The basic function of nuisance
To begin with the scenario deals with the issue of private nuisance. This is defined by Professor Winfield as an "unlawful interference with a person's use of enjoyment of land or some rights over it, or in connection with it." Not all interference's will constitute a nuisance. The interference will only be unlawful if it is an unreasonable one.
The basic function of nuisance is to assist the rules of relations between neighbours. The courts have had to strike a balance between neighbours in order to see the reaction of whether the nuisance is going to be a reasonable one or not. Lord Wright in “Sedliegh Denfield V O Callaghan” stated, a balance has to be maintained between the right of the occupier to do what he likes on his own and the right of his neighbour not to be interfered with.
In the case of Hunter v Canary Wharf  2 All ER 426, Lord Lloyd stated that private nuisances are of three kinds.

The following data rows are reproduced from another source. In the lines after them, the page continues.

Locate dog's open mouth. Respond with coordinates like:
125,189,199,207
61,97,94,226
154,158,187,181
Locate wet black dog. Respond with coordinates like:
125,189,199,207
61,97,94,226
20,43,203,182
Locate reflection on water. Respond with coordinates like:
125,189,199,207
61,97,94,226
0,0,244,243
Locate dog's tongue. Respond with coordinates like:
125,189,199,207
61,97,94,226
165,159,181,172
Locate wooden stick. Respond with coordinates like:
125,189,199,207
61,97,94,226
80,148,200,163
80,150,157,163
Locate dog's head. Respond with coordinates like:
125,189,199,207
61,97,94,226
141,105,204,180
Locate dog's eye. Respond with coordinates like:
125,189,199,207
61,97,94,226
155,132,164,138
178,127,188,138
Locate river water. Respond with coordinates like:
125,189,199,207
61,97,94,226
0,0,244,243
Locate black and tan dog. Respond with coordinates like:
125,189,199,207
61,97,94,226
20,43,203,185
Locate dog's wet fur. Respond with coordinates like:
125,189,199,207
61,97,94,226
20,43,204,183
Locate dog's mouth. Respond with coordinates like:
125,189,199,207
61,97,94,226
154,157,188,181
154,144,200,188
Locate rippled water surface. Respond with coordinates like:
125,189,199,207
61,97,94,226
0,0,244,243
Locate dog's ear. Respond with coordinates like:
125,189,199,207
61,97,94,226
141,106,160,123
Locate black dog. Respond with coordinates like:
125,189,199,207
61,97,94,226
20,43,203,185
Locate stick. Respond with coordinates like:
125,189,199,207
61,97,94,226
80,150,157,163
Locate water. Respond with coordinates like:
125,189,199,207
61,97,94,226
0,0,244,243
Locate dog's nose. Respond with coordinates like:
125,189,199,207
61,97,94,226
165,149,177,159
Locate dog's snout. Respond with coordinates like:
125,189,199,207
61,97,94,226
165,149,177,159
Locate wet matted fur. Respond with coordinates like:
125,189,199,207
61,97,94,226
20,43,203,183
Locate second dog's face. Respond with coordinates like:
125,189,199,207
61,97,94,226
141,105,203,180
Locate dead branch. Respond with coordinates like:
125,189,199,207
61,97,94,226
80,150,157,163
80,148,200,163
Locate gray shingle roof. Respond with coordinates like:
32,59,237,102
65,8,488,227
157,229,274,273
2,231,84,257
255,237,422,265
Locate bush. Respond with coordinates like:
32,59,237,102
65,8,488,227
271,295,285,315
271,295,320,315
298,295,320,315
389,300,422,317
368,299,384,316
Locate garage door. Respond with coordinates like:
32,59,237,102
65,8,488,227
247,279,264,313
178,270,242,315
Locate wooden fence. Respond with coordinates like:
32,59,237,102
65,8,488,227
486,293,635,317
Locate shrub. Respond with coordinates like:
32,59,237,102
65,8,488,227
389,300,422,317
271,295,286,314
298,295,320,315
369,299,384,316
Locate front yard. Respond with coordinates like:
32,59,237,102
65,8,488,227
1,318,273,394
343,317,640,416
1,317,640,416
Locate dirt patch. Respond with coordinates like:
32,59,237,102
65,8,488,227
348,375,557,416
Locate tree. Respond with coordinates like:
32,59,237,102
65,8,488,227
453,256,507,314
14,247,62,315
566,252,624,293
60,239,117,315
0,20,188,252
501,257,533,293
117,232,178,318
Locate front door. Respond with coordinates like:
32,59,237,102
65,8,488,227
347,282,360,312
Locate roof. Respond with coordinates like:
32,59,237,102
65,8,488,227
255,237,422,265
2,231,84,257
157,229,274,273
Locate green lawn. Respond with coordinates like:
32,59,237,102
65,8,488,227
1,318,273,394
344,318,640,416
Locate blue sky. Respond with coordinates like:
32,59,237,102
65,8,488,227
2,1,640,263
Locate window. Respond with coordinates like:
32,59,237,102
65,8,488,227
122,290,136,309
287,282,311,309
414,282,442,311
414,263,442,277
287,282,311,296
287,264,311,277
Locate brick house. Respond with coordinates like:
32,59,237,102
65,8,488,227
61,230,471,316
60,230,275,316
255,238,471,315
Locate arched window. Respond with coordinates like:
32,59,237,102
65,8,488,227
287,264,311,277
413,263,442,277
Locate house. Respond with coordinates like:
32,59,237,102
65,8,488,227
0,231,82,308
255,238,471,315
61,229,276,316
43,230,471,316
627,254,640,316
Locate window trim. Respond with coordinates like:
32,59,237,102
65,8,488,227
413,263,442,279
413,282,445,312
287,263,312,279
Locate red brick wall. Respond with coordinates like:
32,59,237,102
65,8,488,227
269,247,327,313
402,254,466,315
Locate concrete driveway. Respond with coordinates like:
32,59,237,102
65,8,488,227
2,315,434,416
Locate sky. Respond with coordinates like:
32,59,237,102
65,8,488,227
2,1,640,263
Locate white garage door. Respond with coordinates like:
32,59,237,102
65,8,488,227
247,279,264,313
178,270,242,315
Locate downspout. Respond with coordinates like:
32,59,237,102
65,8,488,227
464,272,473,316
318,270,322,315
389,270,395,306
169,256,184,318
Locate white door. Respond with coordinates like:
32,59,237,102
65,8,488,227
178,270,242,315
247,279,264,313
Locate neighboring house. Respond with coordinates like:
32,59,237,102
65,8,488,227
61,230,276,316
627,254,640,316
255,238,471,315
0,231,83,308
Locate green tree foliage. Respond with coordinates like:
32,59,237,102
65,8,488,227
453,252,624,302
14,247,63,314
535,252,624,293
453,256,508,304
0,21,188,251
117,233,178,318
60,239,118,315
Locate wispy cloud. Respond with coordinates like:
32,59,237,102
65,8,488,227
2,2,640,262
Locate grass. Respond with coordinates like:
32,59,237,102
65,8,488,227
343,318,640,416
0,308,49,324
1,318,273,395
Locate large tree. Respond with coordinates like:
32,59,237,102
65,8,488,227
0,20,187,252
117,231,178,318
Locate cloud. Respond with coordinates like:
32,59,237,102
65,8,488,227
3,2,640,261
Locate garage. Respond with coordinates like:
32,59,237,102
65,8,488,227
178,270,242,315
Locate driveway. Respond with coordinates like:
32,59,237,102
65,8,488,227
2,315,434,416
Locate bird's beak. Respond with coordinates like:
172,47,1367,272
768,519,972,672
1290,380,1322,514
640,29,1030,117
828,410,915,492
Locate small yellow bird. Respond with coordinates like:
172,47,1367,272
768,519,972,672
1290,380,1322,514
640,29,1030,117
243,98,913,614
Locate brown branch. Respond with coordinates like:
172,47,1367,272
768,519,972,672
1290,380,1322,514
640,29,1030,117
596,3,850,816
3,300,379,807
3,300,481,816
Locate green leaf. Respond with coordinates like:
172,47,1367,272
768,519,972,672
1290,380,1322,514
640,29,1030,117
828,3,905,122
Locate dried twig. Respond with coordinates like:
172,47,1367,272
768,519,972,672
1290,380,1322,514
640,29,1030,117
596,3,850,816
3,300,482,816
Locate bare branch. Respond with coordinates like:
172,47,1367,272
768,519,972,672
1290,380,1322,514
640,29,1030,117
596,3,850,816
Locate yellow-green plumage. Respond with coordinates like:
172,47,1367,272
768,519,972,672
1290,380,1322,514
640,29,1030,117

They are 1) Encroachment on a neighbour's land; 2) physical injury to a neighbour's land and 3) Nuisance by interference with a neighbour's comfort and convenience (intangible damage). Examples are smell, dust, and noise.
However this question only concerns physical damage and intangible damage.
There is an immense difference between physical damage and intangible damage. Lord Westbury distinguished between a nuisance that produces what he called material injury to property discomfort. He held that material damage to property can never arise from a reasonable use of property that it will always amount o a nuisance. He said that where intangible damage concerned the degree of interference it has to be measured against all the surrounding circumstances such as nature of the locality. In addition, where the Plaintiff complains about interference with use and enjoyment of land the courts will use balancing exercise to determine whether the defendants conduct was reasonable or not. With physical damage such matters are irrelevant as the occupier is protected from physical damage no matter where he lives. In addition where the Plaintiff complains about the interference with use and enjoyment of land in that physical damage has occurred the courts do not determine whether it is reasonable unless Defendant's use of land is abnormally sensitive
The outcome of the distinction is that physical damage is more of a serious from of injury than a mere discomfort. In other words, actual damage to land is worse than damage to people's subjective interest in it. Also Interference that results in physical damage is more likely to be regarded more unreasonable than a less tangible harm such as loss of amenity (inability to sleep, sickness)
This usually requires the courts to engage in a more intricate balancing exercise taking into account a number of factors deciding whether an alleged interference is a nuisance. Courts are more willing to find an actionable nuisance where physical damage is evident than where an intangible damage is alleged.